4 Jul - Heike Zinsmeister (Universität Hamburg)
Hate speech without slurs: Cues in contextualized texts
Heike Zinsmeister is a professor of German and corpus linguistics at Universität Hamburg. Her research focuses on the creation, annotation, and computational analysis of text corpora for research in Linguistics and Digital Humanities, as well as on ways to make corpus resources and methods accessible to ‘non-computational‘ users. Together with Sandra Kübler (see talk on 28 March 2024) she wrote Corpus Linguistics and Linguistically Annotated Corpora. More recently, she has been exploring the power and limitations of generative AI in (computational) linguistic tasks such as hate speech detection. Heike is currently coordinating DiLCo, the research network on ‘Digital language variation in context’, together with Jannis Androutsopoulos, and KoDi-FS, an institutional partnership for German language, literature and culture (GIP worldwide) together with Vilnius University in Lithuania.
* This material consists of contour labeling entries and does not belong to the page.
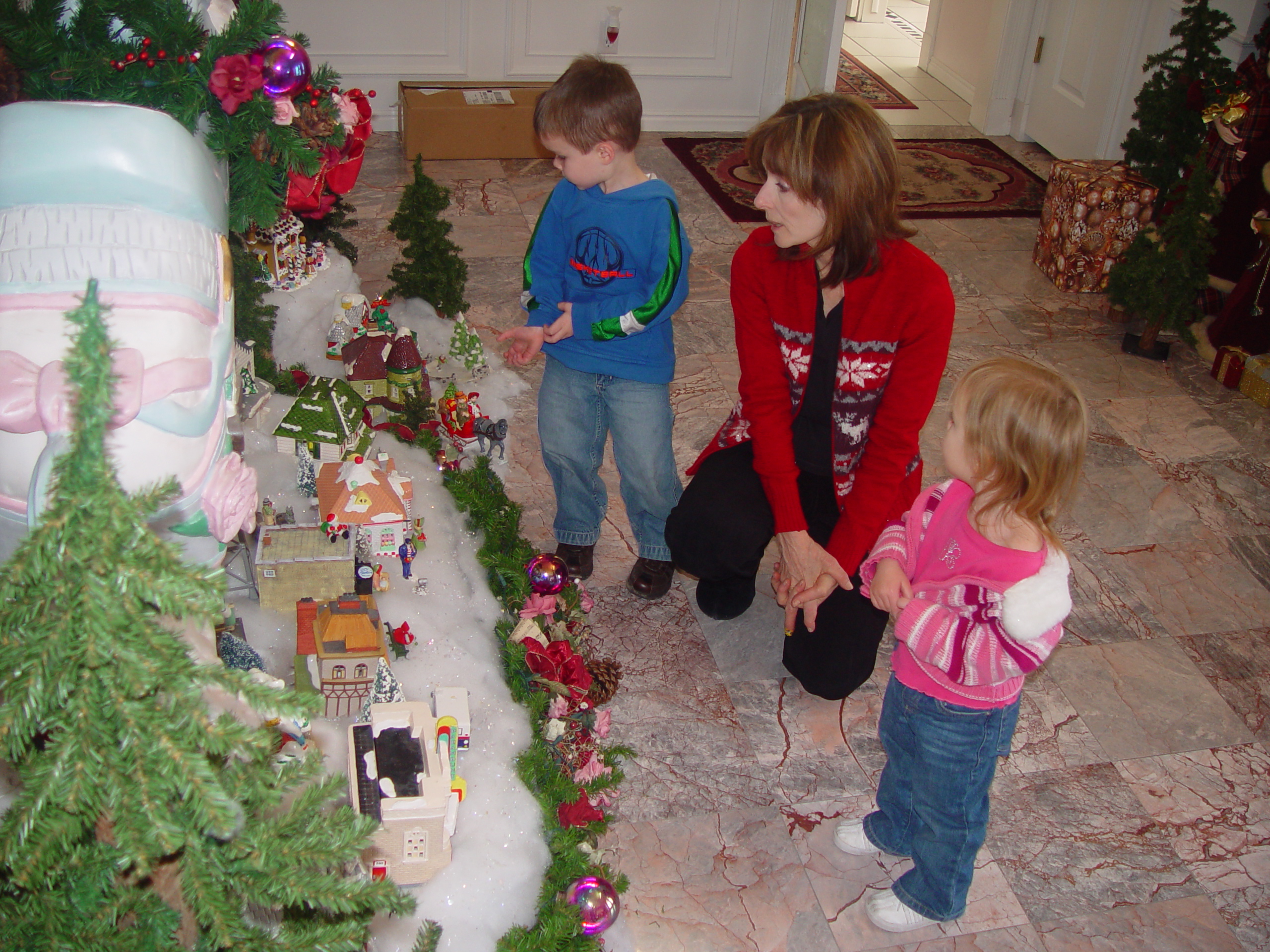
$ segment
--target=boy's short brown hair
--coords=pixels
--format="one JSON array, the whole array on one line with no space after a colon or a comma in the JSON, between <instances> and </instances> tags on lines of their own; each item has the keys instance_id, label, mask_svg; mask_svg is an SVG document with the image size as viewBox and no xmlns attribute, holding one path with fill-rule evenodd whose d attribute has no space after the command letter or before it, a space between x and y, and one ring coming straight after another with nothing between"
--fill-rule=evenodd
<instances>
[{"instance_id":1,"label":"boy's short brown hair","mask_svg":"<svg viewBox=\"0 0 1270 952\"><path fill-rule=\"evenodd\" d=\"M559 136L580 152L616 142L627 152L639 145L644 103L621 63L579 56L533 107L533 135Z\"/></svg>"}]
</instances>

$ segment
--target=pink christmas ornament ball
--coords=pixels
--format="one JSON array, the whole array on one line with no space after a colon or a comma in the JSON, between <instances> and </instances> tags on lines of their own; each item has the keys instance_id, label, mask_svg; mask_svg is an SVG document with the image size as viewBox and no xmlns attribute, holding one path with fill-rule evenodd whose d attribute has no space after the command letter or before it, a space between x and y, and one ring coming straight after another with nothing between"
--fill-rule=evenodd
<instances>
[{"instance_id":1,"label":"pink christmas ornament ball","mask_svg":"<svg viewBox=\"0 0 1270 952\"><path fill-rule=\"evenodd\" d=\"M607 929L622 909L613 883L598 876L582 876L570 882L564 891L564 901L578 906L583 935L596 935Z\"/></svg>"},{"instance_id":2,"label":"pink christmas ornament ball","mask_svg":"<svg viewBox=\"0 0 1270 952\"><path fill-rule=\"evenodd\" d=\"M260 57L264 93L271 99L290 99L309 83L309 51L291 37L269 37L260 47Z\"/></svg>"},{"instance_id":3,"label":"pink christmas ornament ball","mask_svg":"<svg viewBox=\"0 0 1270 952\"><path fill-rule=\"evenodd\" d=\"M530 588L540 595L558 595L569 584L569 566L551 552L533 556L526 562L525 572L530 576Z\"/></svg>"}]
</instances>

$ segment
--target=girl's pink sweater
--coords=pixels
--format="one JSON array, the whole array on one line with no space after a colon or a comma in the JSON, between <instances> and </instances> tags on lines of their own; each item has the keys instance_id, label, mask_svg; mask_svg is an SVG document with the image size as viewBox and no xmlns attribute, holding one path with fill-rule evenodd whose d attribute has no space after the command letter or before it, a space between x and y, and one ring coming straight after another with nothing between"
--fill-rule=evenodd
<instances>
[{"instance_id":1,"label":"girl's pink sweater","mask_svg":"<svg viewBox=\"0 0 1270 952\"><path fill-rule=\"evenodd\" d=\"M913 599L895 619L895 677L914 691L963 707L1003 707L1019 697L1024 675L1040 668L1063 636L1062 621L1072 609L1071 569L1055 550L1046 550L1044 557L1003 550L999 571L993 566L996 578L945 571L914 578L919 556L923 565L937 565L958 545L992 546L964 518L973 496L970 486L958 480L922 493L899 522L883 531L865 560L861 593L869 595L881 559L898 561L912 581ZM954 532L935 538L927 529L941 504L954 506L941 515L958 510L961 515L950 520Z\"/></svg>"}]
</instances>

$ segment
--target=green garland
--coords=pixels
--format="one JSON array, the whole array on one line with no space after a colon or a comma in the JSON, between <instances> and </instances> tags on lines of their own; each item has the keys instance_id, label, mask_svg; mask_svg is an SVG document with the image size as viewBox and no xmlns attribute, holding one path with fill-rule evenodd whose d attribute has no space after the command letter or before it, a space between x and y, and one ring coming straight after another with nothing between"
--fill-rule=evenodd
<instances>
[{"instance_id":1,"label":"green garland","mask_svg":"<svg viewBox=\"0 0 1270 952\"><path fill-rule=\"evenodd\" d=\"M540 683L525 664L523 645L508 640L516 618L530 594L525 564L537 551L521 536L521 506L507 498L503 481L490 468L488 457L478 457L472 470L451 471L444 475L444 485L455 498L460 510L467 513L469 526L484 534L476 559L484 566L490 592L507 611L494 631L499 638L503 674L512 697L530 708L535 730L528 750L516 762L517 773L542 807L542 825L551 852L538 894L538 918L531 928L514 927L499 939L500 952L598 952L597 937L583 935L578 910L560 897L570 882L582 876L601 876L610 880L618 892L625 892L629 881L606 863L592 858L599 835L608 828L607 817L582 826L561 826L558 809L579 797L578 784L563 773L554 746L545 739L541 725L546 721L551 693L540 689ZM563 608L556 612L558 623L564 618L583 617L579 592L569 585L558 599ZM573 638L570 637L570 641ZM621 758L634 757L630 748L597 745L598 755L612 773L583 784L588 793L598 793L617 787L624 779ZM587 849L583 849L585 847Z\"/></svg>"}]
</instances>

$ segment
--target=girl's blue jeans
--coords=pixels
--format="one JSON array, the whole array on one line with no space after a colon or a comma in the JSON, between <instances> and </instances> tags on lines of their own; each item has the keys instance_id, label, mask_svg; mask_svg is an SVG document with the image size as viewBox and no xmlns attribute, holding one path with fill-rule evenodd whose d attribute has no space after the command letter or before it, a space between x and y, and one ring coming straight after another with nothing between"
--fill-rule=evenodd
<instances>
[{"instance_id":1,"label":"girl's blue jeans","mask_svg":"<svg viewBox=\"0 0 1270 952\"><path fill-rule=\"evenodd\" d=\"M913 858L893 889L927 919L965 913L974 857L988 833L988 788L1017 721L1017 699L984 711L939 701L894 675L886 685L878 722L886 767L865 835Z\"/></svg>"},{"instance_id":2,"label":"girl's blue jeans","mask_svg":"<svg viewBox=\"0 0 1270 952\"><path fill-rule=\"evenodd\" d=\"M665 517L683 485L671 449L668 383L583 373L547 358L538 388L538 439L556 496L556 542L593 546L608 508L599 479L605 440L613 434L622 501L641 559L671 561Z\"/></svg>"}]
</instances>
She also serves as PI of IdeaLite, a research project on modeling simplified German in cooperation with Saarland University. Furthermore, she is co-coordinating the DH Labat Universität Hamburg.
Abstract
The pervasive problem of hate speech extends beyond the use of overt slurs and explicit derogatory language. Implicit hate speech in social media is not a homogeneous class; rather, it encompasses a range of different phenomena (Wiegand et al. 2021, ElSherief et al. 2021). In this talk, I will present the complexity of implicit hate speech as linguistic variation in online data by examining its linguistic and pragmatic dimensions. These include questions, conditionals, sarcasm, metaphor, and coded language, which become hateful through presuppositions and pragmatic inferences. I will discuss different manifestations and challenges for detecting them automatically, including a pilot study on the use of generative AI.